La cuestión que nos concierne aquí, precisamente, es la de la introducción en
el lenguaje de la Historia de la idea de contemporaneidad. Definiciones de la contemporaneidad como
dedicación historiográfica se han intentado también en muchas otras ocasiones.
Figuran entre ellas la que llevó a cabo el citado Benedetto Croce, la llamativa
que emprendió Geoffrey Barraclough, las que han ensayado después historiadores
como Pierre Nora, José María Jover, o las que han dado lugar a
distinciones como las introducidas por las rotulaciones «historia inmediata»,
«historia reciente» o «historia actual».
Hubieron de pasar casi cien años, desde los tiempos
de las revoluciones que hicieron posible pensar la contemporaneidad, para que
la «historia contemporánea» se introdujese en el sistema educativo en Francia
en torno a 1865 por obra de los programas de enseñanza de la historia adoptados
en la reforma llevada a cabo por el ministro Victor Duruy. Sin embargo, esa
historia nueva atrajo sobre sí la minusvaloración, cuando no el rechazo, del
mundo académico instituido: el de la historiografía convertida ya en una
disciplina delimitada y respetable en el siglo xix avanzado, con argumentos que no dejan hoy de
parecer peregrinos.
Aquello no le pareció realmente «Historia» al mundo académico oficial. Pasó
mucho tiempo antes de que esa historia contemporánea quedase establecida como
disciplina académica, pero para entonces, como ha acertado a expresar con
perspicacia Pierre Nora, «la historia contemporánea no era ya contemporánea» en el sentido literal de lo que este término
quiere expresar.
Durante buena parte del siglo xix, al menos a lo largo de sus tres primeros cuartos,
la «historia contemporánea» sería rechazada por la historiografía que se
adscribía a la escuela y que luego hemos llamado documental o metódica, es
decir, la historiografía académica de tradición rankeana, la «Gran Historia»
fundada en el siglo xix,
que en modo alguno podía aceptar una Historia-Coetánea del mismo rango
intelectual y profesional que la Historia-Pasado. Historia y Contemporaneidad
serían durante mucho tiempo expresiones rigurosamente contradictorias.
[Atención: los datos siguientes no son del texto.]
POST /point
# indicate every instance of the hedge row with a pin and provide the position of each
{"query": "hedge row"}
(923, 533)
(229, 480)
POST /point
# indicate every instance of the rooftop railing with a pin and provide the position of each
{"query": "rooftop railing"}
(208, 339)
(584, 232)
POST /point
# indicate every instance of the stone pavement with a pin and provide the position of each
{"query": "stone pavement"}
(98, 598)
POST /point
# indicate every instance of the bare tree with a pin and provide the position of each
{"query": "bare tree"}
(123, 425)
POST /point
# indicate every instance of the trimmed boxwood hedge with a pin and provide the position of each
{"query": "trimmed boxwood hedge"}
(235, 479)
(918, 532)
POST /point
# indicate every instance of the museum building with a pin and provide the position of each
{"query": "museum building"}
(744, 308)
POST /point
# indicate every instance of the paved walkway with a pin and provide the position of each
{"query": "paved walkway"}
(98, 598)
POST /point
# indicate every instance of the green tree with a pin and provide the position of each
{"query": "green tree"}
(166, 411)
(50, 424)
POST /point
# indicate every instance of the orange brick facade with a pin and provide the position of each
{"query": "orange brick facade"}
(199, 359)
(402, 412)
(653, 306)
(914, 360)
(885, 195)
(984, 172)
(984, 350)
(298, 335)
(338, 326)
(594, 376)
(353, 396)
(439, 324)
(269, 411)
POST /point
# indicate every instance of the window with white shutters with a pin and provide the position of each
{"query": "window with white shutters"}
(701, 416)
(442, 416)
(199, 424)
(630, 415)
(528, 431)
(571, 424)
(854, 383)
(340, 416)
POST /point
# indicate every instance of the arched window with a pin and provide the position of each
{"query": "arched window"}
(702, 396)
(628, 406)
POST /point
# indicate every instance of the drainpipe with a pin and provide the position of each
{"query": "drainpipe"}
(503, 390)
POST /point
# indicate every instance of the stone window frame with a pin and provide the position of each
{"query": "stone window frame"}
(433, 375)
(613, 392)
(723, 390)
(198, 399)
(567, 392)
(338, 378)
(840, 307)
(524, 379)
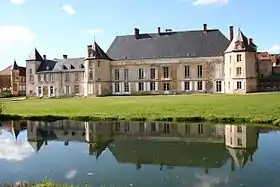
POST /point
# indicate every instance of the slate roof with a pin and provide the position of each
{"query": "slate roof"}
(67, 64)
(186, 44)
(240, 43)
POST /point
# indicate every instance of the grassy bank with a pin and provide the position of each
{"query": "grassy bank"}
(254, 108)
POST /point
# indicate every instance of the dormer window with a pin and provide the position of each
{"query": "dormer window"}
(238, 58)
(64, 67)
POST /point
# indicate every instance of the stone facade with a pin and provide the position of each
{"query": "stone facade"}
(234, 70)
(13, 78)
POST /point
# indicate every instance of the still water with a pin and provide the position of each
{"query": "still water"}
(143, 154)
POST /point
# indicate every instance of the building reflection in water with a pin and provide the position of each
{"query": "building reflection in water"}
(163, 144)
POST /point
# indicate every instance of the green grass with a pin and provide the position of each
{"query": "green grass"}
(254, 108)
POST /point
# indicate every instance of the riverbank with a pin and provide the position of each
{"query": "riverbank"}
(251, 108)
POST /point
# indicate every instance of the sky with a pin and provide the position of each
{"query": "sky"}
(57, 27)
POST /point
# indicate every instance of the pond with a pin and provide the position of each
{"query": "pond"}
(140, 154)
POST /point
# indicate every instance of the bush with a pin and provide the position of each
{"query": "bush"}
(5, 94)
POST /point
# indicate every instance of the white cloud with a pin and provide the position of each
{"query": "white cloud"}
(15, 37)
(70, 174)
(210, 2)
(19, 2)
(274, 49)
(92, 31)
(10, 149)
(68, 8)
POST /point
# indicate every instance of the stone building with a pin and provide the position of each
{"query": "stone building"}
(12, 79)
(165, 62)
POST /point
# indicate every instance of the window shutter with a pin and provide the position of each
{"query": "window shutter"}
(183, 85)
(136, 87)
(156, 86)
(156, 73)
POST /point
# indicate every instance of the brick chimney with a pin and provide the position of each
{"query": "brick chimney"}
(159, 32)
(250, 41)
(136, 33)
(205, 27)
(231, 33)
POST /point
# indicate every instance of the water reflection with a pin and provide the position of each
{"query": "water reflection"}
(164, 144)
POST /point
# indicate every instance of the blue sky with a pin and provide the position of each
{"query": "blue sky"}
(57, 27)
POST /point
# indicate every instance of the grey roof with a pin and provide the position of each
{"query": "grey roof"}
(169, 45)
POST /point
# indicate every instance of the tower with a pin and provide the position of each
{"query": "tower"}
(97, 72)
(32, 65)
(240, 65)
(15, 80)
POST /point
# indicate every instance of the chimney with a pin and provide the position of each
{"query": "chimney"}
(205, 27)
(231, 33)
(136, 33)
(250, 41)
(159, 31)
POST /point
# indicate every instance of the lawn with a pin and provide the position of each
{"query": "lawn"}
(260, 107)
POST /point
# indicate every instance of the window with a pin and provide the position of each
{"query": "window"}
(187, 71)
(117, 126)
(140, 86)
(152, 86)
(165, 72)
(77, 89)
(31, 78)
(166, 86)
(141, 73)
(238, 71)
(199, 71)
(90, 74)
(239, 142)
(188, 129)
(126, 127)
(67, 89)
(199, 85)
(126, 87)
(76, 76)
(141, 126)
(218, 86)
(39, 90)
(187, 85)
(51, 90)
(52, 77)
(125, 74)
(239, 129)
(153, 127)
(238, 58)
(117, 87)
(200, 129)
(117, 74)
(153, 73)
(239, 85)
(67, 78)
(166, 128)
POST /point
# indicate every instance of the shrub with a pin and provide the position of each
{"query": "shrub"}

El escepticismo ante la historia contemporánea
tardó mucho en diluirse. No obstante, fueron, paradójicamente, algunos
señalados «positivistas», guardianes de la Historia-Pasado, los que prestaron
en Francia una atención nueva y especial a la historia más próxima. Tales
fueron los casos de H. Lavisse o de Ch. Seignobos que escribirían
historias de Francia cuyo relato se prolongaba casi hasta la víspera misma de
la fecha en la que se escribieron. La Historia contemporánea no se admitía como
una «nueva historia», pero era preciso escribirla aunque fuese continuación de
la antigua. La semejanza con fenómenos de hoy es también destacable.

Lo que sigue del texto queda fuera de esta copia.